Who likes coffee has one more reason for the next cup: researchers at the University of South Florida (USF) in the United States, we analyzed mice with symptoms similar to Alzheimer’s disease who ingested amounts of caffeine equivalent to five cups of coffee per day had a reversal in the frame memory loss and decreased production of amyloid beta-protein linked to the disease. Gary Arendash, a neuroscientist at the University, said the results show a new aid for the disease: “The discovery shows that caffeine could be a ‘treatment’ feasible for Alzheimer’s disease, and not just a prevention strategy.

” “That’s important because caffeine is a safe drug for most people, easily enters the brain, and appears to directly affect the disease process,” adds Arendash. The study was conducted with 55 mice genetically engineered to develop memory problems similar to those reported by patients with Alzheimer’s disease. When the mice began to exhibit memory problems at 18 or 19 months – equivalent to 70 years of humans – the researchers started to take caffeine in the water half the rats. After two months, the mice that received caffeine had better results on tests of memory and motor skills, while mice that received normal drinking water continued to go badly in the tests.

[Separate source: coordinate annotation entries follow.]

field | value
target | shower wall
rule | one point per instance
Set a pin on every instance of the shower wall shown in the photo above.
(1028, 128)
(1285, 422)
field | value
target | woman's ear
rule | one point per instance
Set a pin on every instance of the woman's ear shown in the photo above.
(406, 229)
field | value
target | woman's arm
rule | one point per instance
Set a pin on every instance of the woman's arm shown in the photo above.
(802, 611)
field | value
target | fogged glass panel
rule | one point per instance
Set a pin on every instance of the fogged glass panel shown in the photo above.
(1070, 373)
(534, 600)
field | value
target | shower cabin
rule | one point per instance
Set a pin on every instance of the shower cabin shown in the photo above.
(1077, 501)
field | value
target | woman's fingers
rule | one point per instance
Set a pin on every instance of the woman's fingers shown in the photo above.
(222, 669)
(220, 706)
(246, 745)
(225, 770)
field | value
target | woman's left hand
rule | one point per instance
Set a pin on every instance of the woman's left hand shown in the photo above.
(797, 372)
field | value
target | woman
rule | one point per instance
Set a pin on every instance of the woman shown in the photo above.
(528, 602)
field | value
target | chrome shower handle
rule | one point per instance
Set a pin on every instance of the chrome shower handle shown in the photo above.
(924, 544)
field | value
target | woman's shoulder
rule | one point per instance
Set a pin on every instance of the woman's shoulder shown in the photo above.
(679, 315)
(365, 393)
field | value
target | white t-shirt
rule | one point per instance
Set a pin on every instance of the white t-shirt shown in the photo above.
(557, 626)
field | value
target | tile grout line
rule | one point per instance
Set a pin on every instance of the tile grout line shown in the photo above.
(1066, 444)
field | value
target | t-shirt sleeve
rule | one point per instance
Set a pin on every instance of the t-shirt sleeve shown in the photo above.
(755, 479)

“These are the most promising experiments done with rats on Alzheimer’s disease, and show that caffeine rapidly reduces beta-amyloid protein in the blood,” says Huntington Potter, Center for Alzheimer’s Research and USF. The research showed that the protein was reduced by almost 50% in the caffeine-treated mice. Researchers do not yet know if a smaller amount than 500 milligrams daily would be enough, but Arendash says that for most people, this moderate consumption does not bring adverse effects to the health of most people. A previous study showed that caffeine reduces the levels of a protein involved in the development of Alzheimer’s disease in the brain and in the blood of rats who had symptoms of the disease. Both surveys add up to a first survey, which showed that the substance ingested in early adulthood prevented the formation of memory problems.